Dava konusu ipotek 4721 sayılı TMK’nın 851/1.maddenin ikinci cümlesi ve 881/1. Madde kapsamında ileride doğması muhtemel, ipoteğin tesisi anında belirli olmayan fakat ileride gerçekleşecek alacaklar için teminat amacıyla konulmuş bulunan bir üst sınır ipoteğidir.

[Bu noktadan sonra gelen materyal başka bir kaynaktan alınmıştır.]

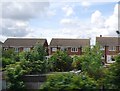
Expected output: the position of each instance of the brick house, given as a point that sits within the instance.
(72, 46)
(109, 47)
(23, 44)
(1, 44)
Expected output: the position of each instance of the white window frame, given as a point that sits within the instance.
(109, 59)
(74, 49)
(112, 48)
(16, 49)
(102, 47)
(54, 49)
(26, 49)
(5, 49)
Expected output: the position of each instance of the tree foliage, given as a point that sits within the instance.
(68, 81)
(30, 63)
(112, 79)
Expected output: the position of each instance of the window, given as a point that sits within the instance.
(74, 49)
(5, 48)
(63, 49)
(102, 48)
(112, 48)
(16, 49)
(54, 49)
(103, 57)
(26, 49)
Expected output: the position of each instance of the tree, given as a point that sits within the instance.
(68, 81)
(60, 61)
(92, 63)
(112, 80)
(13, 77)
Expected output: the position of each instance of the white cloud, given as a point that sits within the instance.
(16, 17)
(23, 10)
(85, 4)
(97, 19)
(68, 10)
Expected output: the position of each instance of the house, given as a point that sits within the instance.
(23, 44)
(71, 46)
(109, 47)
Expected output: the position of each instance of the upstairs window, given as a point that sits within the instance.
(102, 48)
(112, 48)
(54, 49)
(16, 49)
(74, 49)
(26, 49)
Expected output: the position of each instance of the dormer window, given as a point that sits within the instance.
(74, 49)
(102, 47)
(54, 49)
(112, 48)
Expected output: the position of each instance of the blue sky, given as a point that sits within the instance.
(59, 20)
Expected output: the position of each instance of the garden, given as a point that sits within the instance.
(92, 75)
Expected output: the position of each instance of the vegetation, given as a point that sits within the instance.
(29, 63)
(112, 79)
(68, 81)
(93, 75)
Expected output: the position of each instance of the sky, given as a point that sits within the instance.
(49, 20)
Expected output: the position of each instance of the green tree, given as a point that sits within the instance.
(92, 63)
(68, 81)
(112, 80)
(13, 77)
(60, 61)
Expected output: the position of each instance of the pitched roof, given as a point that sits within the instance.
(23, 42)
(69, 42)
(107, 41)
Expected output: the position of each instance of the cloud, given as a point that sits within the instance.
(14, 28)
(97, 19)
(68, 10)
(85, 4)
(16, 17)
(69, 22)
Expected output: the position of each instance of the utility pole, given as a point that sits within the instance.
(118, 32)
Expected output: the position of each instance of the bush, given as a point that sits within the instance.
(112, 79)
(60, 61)
(68, 81)
(6, 61)
(14, 72)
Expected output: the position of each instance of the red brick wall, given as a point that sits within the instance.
(74, 53)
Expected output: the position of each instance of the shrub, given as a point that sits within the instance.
(13, 77)
(68, 81)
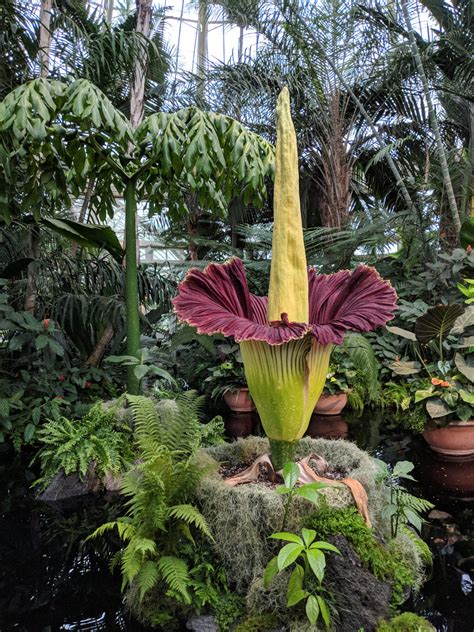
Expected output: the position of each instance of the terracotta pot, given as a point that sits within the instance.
(239, 401)
(330, 404)
(455, 440)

Bu tür ipoteklerde taşınmazın temin ettiği alacak, ileride tahakkuku muhtemel olan alacağın tahakkuk eden fakat üst sınır olarak belirlenen tutarı geçemeyecek olan miktarıyla sınırlıdır.
Teminat için tesis edilen üst sınır ipoteğinde alacaklı olunan miktarın ispatı alacaklıya ait bulunmaktadır. (Yargıtay 19. H.D. 28/09/2017 Tarih ve 2016/12021 E-2017/6386 K. Sayılı Kararı) Bu bağlamda ispat yükü, ipotekle üst sınırı teminat altına alınan alacağın miktarı, dava tarihi itibariyle ipoteği temlik alan davalıya ait olduğundan, temlikten önce ve sonrayı da içerecek şekilde dava tarihi itibariyle alacak miktarı, 6100 sayılı HMK’nın 187 v.d maddelerinde belirtilen uygun delillerle davalı alacaklı tarafından ispat edilmelidir.

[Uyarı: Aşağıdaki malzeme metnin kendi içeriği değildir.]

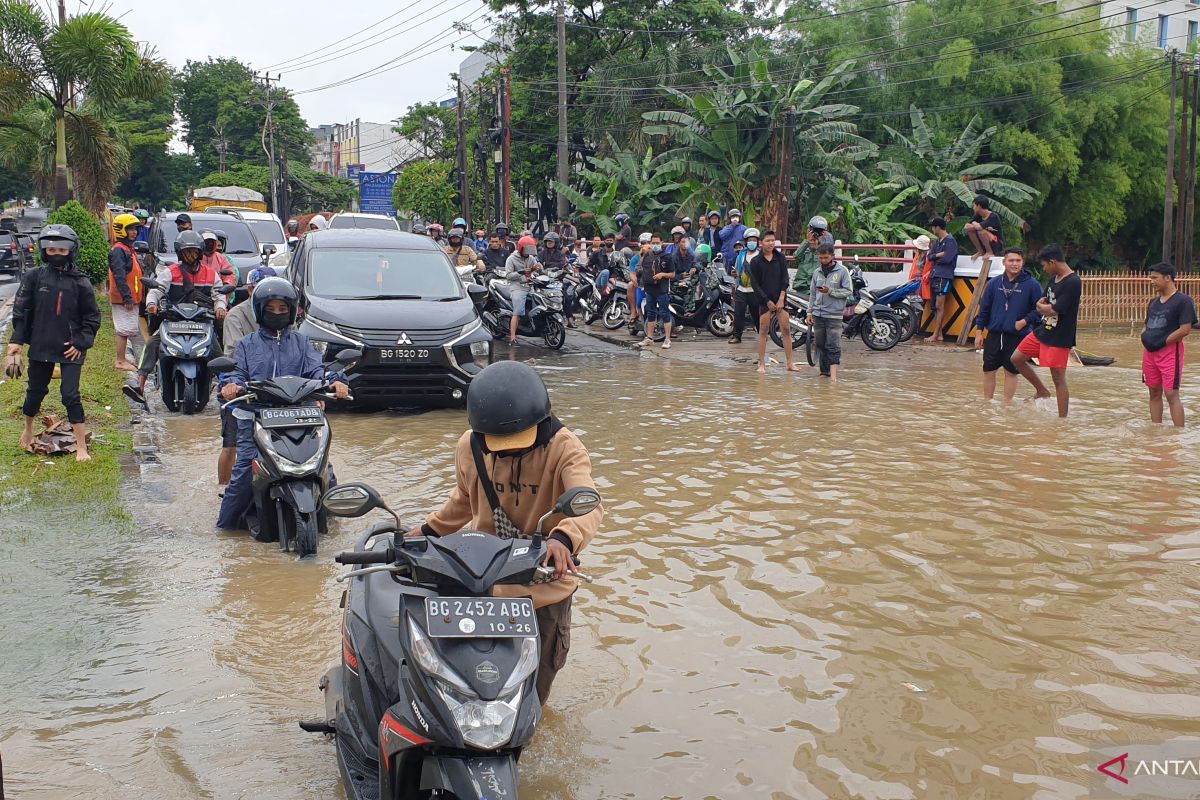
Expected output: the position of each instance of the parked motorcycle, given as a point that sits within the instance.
(544, 311)
(186, 340)
(292, 468)
(436, 692)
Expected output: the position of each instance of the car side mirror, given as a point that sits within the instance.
(478, 294)
(352, 500)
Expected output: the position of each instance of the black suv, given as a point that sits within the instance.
(13, 258)
(399, 299)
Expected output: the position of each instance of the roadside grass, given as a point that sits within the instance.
(61, 481)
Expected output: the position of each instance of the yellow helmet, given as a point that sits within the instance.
(123, 223)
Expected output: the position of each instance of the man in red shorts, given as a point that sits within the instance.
(1051, 341)
(1169, 319)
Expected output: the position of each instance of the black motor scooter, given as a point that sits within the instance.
(436, 692)
(292, 468)
(187, 337)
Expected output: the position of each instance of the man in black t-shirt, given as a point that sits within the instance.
(1051, 341)
(984, 229)
(1169, 319)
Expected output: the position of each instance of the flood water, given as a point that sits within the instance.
(883, 589)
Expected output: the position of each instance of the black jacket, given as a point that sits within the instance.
(52, 308)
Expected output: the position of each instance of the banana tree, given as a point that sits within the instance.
(949, 176)
(81, 67)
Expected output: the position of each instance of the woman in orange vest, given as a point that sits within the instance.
(125, 289)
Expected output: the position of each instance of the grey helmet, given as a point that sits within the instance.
(58, 236)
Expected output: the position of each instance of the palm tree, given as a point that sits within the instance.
(78, 67)
(948, 176)
(725, 132)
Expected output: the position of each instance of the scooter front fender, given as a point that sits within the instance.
(491, 777)
(303, 495)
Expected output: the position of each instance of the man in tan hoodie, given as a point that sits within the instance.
(510, 469)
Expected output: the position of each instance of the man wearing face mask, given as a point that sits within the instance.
(270, 352)
(744, 295)
(55, 314)
(732, 233)
(187, 281)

Davacı taraf, davalı …firması ile mutabakat yapıldığını ve borcun temlikten önce sıfırlanarak 2.150,00 TL borçlarının kaldığını öne sürdüğünden, bu konuda yazılı bir mutabakat belgesi varsa bunun davacı taraftan istenmesi ve davacının ibraz ettiği bonoların lehdarlarının ve son hamillerinin kimler olduğu, senetlerin mal karşılığı verilip verilmediği, tahsil amacıyla bankalara ciro edildiği belirtilen senetlere ilişkin bankalarca yapılan işlemler ve davalı … firmasının senetleri bankalardan geri alıp almadığı bu bağlamda davalı tarafından ispatlandığı takdirde var olduğu kabul edilen alacağın davacı tarafça ödenip ödenmediği, bu bağlamda ipoteğin fekki koşullarının oluşup oluşmadığı tespit edilmelidir.
Belirtilen eksiklikler ile ispat yükünün yanlış tarafa tahmiliyle yürütülen tahkikat sonucu verilen karar 6100 sayılı HMK’nın 353/1-a-6. maddesi kapsamında delillerin hiçbiri toplanmadan yahut değerlendirilmeden karar verilmiş olması anlamına geldiğinden, belirtilen delillerin toplanmasından sonra karar verilmesinin sağlanması amacıyla dosyanın kararı veren mahkemeye gönderilmesine ilişkin aşağıdaki şekilde hüküm kurulmuştur.
HÜKÜM : Yukarıda açıklanan nedenlerle;
Davalı …Ş. vekilinin istinaf başvurusunun KABULÜ ile;
1-İstanbul 11. Asliye Ticaret Mahkemesi’ nin 01/11/2017 tarih ve 2014/879 Esas – 2017/798 Karar sayılı kararının HMK 333/1-a6 maddesi uyarınca KALDIRILMASINA ve dosyanın mahkemesine İADESİNE,
2-Harçlar Kanunu gereğince istinaf yönünden davalı tarafça yatırılan 98,10 TL başvuru harcının hazineye gelir kaydına, 1.707,75 TL karar harcının talep halinde davalı …Ş. ‘ ye iadesine,
3-İstinaf yönünden yapılan yargılama giderlerinin davacı tarafa ait avanstan sarf edildiği anlaşılmakla; bu masrafların davacı üzerinde bırakılmasına,
4-Artan gider avansı olması halinde istinaf talep eden davalıya iadesine,
5-Kararın ilk derece mahkemesi tarafından taraflara tebliğe gönderilmesine,
Dosya üzerinde yapılan inceleme sonucunda 24/10/2018 tarihinde HMK 353/1-a6 maddesi gereğince kesin olarak oy birliği ile karar verildi.